Un autre exemple de cette région illustre parfaitement les conséquences d’un manque de dialogue. Le gouvernement taliban a commencé la construction du canal Qosh Tepa, qui doit détourner l’eau du fleuve Amou-Daria sur une longueur de 280 kilomètres vers le nord aride de l’Afghanistan. Il a démarré ce chantier de sa propre initiative, sans concertation avec les pays voisins, et sans financement étranger. Une entreprise qui a provoqué l’agacement des pays situés en aval — et des craintes que les talibans ne puissent pas réaliser correctement un projet aussi complexe et délicat.

En raison de sa situation géographique, l’Afghanistan devrait, en principe, être représenté dans les discussions sur l’eau en Asie centrale. Mais comme le gouvernement taliban n’est pas reconnu au niveau international, il ne siège dans aucun comité, pas même dans celui auquel la Suisse participe. Jusqu’à présent, il ignore régulièrement les protestations de l’étranger, bien qu’il recherche la reconnaissance internationale pour sortir de l’isolement.

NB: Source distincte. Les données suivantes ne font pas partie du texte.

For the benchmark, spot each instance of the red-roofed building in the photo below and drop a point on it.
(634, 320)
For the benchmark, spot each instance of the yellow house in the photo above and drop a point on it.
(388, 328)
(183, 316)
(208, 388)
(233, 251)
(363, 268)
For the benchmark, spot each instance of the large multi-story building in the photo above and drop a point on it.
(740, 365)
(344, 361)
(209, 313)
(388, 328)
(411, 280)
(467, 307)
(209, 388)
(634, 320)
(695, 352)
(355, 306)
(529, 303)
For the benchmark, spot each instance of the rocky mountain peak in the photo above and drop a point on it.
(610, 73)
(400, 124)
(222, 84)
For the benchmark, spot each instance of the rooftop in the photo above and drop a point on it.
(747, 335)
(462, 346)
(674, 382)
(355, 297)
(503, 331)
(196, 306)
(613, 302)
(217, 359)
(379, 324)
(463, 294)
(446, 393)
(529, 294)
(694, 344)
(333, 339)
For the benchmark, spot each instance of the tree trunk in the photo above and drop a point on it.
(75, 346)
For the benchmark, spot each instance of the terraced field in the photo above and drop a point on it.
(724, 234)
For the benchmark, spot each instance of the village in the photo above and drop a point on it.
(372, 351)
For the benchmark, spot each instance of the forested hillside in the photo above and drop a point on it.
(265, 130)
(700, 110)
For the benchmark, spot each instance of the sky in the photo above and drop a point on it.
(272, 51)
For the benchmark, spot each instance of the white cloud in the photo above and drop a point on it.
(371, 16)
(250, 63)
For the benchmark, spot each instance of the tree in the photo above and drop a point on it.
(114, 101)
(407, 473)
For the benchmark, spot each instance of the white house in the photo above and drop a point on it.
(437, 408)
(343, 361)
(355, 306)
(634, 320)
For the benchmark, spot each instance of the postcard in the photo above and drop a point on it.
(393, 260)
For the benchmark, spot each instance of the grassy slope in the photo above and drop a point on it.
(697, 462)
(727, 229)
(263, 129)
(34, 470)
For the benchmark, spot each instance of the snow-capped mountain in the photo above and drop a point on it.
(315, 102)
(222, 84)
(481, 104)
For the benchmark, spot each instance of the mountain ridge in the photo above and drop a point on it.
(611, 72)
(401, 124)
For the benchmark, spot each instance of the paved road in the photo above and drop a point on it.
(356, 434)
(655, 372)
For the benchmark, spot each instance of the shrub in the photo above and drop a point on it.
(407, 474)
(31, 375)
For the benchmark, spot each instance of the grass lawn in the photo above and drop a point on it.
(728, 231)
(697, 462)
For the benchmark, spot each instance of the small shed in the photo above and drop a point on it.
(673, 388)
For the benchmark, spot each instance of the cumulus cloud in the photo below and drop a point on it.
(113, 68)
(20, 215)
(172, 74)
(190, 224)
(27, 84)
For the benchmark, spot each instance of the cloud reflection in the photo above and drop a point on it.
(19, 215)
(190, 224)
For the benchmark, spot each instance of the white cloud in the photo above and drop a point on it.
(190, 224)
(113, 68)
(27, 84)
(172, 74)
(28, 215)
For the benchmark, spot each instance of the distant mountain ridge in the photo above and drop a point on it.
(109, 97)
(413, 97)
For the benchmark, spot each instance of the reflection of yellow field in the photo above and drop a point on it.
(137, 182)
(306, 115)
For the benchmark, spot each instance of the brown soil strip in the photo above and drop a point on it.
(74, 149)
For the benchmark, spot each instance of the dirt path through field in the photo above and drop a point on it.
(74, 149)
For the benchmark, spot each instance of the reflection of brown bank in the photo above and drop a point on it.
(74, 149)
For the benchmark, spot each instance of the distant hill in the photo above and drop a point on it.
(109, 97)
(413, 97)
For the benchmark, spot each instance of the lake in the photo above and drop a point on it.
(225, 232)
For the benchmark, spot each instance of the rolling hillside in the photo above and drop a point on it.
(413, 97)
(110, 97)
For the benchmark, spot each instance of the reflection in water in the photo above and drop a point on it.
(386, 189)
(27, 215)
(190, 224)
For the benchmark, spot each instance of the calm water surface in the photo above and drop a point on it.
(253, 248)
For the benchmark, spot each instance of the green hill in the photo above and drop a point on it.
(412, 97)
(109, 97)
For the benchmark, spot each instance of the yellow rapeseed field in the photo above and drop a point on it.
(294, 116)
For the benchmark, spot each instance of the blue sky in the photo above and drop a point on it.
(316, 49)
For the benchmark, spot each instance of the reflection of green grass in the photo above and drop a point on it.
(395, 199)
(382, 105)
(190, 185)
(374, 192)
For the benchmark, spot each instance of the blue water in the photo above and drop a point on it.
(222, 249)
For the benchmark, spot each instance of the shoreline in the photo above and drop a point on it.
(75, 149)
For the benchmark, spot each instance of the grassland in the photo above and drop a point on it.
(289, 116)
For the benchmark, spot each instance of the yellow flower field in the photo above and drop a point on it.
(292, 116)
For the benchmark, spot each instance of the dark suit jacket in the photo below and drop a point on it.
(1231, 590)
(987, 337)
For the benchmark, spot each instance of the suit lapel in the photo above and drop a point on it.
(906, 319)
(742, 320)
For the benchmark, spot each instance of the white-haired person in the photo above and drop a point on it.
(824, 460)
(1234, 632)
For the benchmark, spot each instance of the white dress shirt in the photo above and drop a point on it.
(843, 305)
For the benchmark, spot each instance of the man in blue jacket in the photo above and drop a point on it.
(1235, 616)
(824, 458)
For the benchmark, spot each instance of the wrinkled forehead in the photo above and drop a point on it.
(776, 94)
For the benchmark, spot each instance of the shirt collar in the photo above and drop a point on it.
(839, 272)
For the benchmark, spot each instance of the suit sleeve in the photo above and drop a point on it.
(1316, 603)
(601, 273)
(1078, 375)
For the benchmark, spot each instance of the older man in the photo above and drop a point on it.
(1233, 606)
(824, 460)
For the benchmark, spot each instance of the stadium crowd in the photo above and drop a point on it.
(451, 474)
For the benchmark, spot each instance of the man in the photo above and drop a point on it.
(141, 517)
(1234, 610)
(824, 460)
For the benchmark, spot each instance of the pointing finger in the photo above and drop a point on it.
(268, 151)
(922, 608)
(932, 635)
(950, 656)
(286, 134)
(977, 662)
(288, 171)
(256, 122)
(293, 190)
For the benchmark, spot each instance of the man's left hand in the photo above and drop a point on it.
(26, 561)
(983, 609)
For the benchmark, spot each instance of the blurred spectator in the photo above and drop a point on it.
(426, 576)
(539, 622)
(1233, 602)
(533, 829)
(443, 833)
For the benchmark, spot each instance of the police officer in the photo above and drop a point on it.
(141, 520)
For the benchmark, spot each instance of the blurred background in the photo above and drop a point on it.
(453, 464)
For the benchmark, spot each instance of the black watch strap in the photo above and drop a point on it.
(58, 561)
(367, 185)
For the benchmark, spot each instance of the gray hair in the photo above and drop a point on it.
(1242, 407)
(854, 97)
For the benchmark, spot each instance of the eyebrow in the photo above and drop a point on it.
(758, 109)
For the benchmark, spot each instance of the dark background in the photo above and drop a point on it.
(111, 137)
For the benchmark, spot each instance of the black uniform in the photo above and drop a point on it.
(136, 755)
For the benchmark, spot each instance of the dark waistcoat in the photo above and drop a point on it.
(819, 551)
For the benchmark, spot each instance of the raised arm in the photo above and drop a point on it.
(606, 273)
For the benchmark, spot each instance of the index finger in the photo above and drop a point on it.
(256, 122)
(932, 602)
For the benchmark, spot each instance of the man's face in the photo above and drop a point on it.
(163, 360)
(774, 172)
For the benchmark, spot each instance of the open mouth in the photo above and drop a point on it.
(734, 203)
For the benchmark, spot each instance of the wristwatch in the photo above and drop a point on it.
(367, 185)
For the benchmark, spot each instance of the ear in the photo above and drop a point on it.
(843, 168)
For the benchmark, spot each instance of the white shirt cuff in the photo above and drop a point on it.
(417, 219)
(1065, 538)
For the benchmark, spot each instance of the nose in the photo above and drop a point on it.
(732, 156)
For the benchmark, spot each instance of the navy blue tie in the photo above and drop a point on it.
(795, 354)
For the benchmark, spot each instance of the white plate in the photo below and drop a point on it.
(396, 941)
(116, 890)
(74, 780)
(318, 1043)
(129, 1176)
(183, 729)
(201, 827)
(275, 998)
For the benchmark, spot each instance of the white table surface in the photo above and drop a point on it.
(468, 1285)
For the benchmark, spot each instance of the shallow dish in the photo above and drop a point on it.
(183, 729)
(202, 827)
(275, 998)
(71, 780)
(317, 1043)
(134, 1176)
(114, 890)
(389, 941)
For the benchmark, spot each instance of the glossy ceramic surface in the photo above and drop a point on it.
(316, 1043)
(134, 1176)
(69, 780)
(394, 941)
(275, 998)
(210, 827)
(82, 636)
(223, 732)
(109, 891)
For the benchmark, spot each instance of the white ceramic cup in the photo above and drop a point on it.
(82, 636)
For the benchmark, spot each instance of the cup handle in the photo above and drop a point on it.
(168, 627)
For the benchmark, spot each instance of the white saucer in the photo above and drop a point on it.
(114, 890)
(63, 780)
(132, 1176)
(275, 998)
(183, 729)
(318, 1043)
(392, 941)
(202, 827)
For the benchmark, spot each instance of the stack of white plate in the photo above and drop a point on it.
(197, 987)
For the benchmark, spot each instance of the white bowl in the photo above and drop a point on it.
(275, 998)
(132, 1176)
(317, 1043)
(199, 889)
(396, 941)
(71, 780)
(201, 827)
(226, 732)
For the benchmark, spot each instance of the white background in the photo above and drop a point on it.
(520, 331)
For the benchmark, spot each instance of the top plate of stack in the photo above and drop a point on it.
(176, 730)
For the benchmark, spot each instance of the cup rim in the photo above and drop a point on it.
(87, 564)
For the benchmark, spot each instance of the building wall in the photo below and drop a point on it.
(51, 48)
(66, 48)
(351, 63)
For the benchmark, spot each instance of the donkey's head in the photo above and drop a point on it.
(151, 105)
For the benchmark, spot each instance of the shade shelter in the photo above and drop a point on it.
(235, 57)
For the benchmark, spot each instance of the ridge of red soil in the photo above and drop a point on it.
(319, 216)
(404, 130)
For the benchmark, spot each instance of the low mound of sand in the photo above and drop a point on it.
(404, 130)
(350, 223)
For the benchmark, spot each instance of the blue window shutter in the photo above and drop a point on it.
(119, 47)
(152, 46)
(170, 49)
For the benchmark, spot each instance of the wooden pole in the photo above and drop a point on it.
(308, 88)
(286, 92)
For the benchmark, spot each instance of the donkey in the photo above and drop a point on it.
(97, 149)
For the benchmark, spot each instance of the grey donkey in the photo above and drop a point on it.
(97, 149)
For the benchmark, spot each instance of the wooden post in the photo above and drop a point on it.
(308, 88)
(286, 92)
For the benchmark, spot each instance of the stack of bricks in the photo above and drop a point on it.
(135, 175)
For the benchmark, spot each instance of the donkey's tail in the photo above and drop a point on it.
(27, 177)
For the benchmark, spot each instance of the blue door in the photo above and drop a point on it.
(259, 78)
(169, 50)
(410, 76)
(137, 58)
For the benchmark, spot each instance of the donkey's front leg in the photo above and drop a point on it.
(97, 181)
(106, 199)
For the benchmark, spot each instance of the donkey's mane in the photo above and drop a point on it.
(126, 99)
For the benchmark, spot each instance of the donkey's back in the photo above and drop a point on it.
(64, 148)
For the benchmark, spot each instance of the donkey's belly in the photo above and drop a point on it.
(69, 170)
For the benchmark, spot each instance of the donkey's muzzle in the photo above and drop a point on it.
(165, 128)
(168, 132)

Cependant, l’Afghanistan ne peut pas agir de son propre chef: le pays achète une partie de son électricité à l’Ouzbékistan et n’a donc aucun intérêt à ce que les relations soient durablement perturbées. C’est ainsi qu’au printemps, une délégation ouzbèke s’est rendue à Kaboul pour aborder le dossier du canal — aucun État ne peut éviter de régler les questions d’eau avec ses voisins.